The professional woman with tight black curls shorn close to her head didn’t look at all like the stereotypical jungle tribe Haitian. She stood and waved, a
steaming hot coffee in one hand. “Here you are! Welcome home!”
“Welcome yourself.” Harmony hugged the slender woman who had come down to the church in Port-au-Prince with an infant in a sling and willingly taken a total foreigner back to her suburban hovel. “I’m so glad you could make it.”
“I didn’t have much choice, did I?” She pulled back, her smile twinkling despite the sadness. She’d lost her job when she’d fled home to beg for Evens’ life from the Haitian gangsters and had had no luck finding a new one. “Where’s my son? Can’t get him out of the library I suppose.”
“You know Evens. The library closes in another twenty minutes and they should be along then. I hope it’s okay. King Kayo’s with him.”
“Sure, I trust my son with a six-foot tattooed warrior who’s never stepped foot on shore.”
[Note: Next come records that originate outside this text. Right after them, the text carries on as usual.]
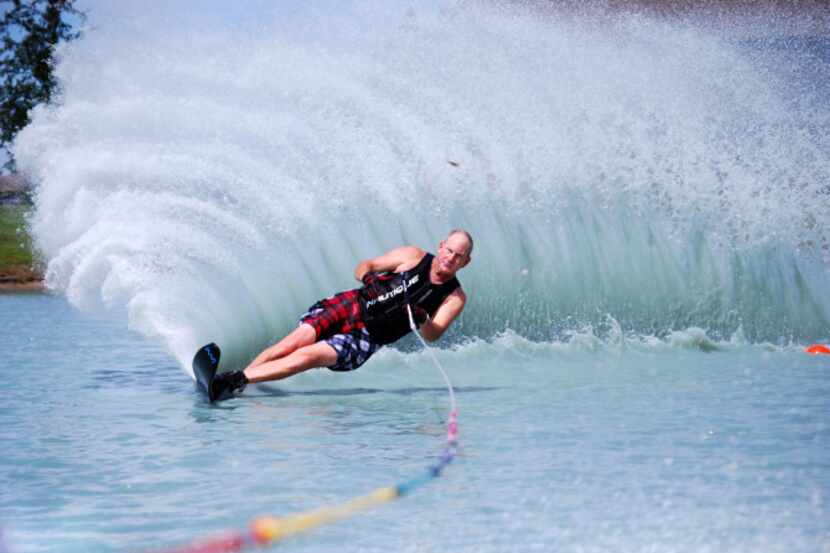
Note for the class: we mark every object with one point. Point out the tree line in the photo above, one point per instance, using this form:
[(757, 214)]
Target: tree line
[(29, 32)]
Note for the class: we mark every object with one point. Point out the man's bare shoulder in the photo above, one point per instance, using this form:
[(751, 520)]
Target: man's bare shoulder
[(407, 257)]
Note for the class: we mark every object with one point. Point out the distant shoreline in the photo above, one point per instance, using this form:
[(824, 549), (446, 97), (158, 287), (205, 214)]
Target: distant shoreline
[(18, 267)]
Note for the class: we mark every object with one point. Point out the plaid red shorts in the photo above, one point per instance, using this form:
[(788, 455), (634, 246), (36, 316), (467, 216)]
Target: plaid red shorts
[(338, 314), (338, 322)]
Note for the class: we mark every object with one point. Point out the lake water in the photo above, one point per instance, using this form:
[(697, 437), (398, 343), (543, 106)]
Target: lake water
[(585, 446), (649, 201)]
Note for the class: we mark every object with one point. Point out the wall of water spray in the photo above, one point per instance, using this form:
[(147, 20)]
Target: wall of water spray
[(208, 179)]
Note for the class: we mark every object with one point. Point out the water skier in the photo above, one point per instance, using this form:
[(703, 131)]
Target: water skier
[(341, 332)]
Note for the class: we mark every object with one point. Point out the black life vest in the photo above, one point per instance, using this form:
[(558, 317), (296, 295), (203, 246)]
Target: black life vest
[(384, 300)]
Her twinkle intensified because she actually was teasing this time. Her son had skillfully evaded gangsters and trekked into a jungle with Harmony, who’d been less than useless. She knew his capabilities and Harmony’s.
Fab greeted Faier and they ordered food. “So, Faier. What do you think of the fabled Council Bluffs?”
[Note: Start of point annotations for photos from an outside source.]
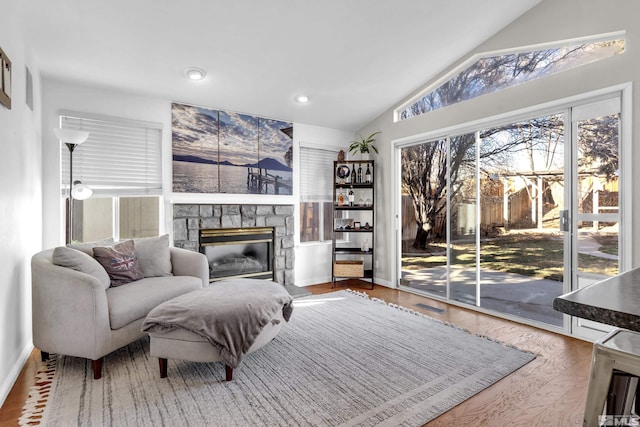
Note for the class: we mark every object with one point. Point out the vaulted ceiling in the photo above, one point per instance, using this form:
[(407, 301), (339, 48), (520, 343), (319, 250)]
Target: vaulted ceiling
[(353, 58)]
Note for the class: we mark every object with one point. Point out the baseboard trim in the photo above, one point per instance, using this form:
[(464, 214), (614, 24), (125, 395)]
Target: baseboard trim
[(7, 385)]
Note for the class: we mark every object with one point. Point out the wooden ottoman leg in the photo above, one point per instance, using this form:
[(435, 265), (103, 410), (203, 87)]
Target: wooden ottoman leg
[(229, 372), (97, 369), (163, 367)]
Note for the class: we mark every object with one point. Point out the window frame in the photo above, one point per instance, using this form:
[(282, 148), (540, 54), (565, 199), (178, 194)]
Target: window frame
[(471, 60), (321, 202)]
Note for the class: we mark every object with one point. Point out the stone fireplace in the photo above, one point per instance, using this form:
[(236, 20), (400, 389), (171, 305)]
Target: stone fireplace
[(190, 219), (238, 252)]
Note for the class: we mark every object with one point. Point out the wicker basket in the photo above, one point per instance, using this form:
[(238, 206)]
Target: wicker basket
[(344, 268)]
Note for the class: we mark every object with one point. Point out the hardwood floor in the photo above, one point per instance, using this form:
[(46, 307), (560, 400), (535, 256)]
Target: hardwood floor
[(549, 391)]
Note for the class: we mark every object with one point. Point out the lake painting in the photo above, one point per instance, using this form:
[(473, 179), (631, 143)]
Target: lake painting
[(226, 152)]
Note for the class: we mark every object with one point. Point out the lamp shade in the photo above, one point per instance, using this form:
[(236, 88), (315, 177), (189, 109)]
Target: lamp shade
[(71, 136), (81, 191)]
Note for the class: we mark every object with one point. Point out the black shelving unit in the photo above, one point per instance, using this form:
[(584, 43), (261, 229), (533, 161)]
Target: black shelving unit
[(355, 220)]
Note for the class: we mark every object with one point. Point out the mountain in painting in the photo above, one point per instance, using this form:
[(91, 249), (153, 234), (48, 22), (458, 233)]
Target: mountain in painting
[(271, 164)]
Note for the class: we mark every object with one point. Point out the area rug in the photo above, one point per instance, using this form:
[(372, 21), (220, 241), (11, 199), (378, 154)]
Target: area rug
[(343, 360)]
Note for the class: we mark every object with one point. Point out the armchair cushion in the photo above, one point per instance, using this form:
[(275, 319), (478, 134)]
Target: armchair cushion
[(87, 247), (154, 256), (135, 300), (120, 262), (80, 261)]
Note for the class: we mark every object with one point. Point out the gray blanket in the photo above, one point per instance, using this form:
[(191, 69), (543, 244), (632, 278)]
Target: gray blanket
[(229, 314)]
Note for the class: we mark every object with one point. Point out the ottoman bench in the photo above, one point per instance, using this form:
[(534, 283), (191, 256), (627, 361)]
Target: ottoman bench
[(218, 323)]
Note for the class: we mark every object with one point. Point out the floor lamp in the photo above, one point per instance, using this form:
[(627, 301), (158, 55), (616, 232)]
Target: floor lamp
[(72, 138)]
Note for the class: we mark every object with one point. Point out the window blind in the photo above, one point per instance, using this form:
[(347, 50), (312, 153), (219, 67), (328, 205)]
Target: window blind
[(120, 157), (316, 174)]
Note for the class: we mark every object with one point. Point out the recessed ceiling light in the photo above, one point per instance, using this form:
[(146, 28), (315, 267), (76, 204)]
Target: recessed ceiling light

He rested a comforting arm around Harmony’s waist. “I am glad to experience it with Harmony.”
“Better with a wife than a guy’s trip, right?”
He smiled tightly.
Faier still grew silent with the mention of exiled Balim. Something had happened to the quirky, sarcastic doctor who had treated all the warriors with a quip and a quiet melancholy. Faier wouldn’t talk about what Balim had done. Only that he’d committed the worst betrayal of any city and that he’d admitted his treason before being exiled.
Harmony couldn’t stand it though. She put her hands on her cousin’s. “Fab, I’m so sorry. All the stuff I said was here is gone.”
She waved her off with a casual laugh. “Why are you apologizing? It’s America! This is progress. You want it like Haiti? To stagnate or all fall down?”
“I don’t want to insult your country.”
“Haiti is no more my country than it was yours.”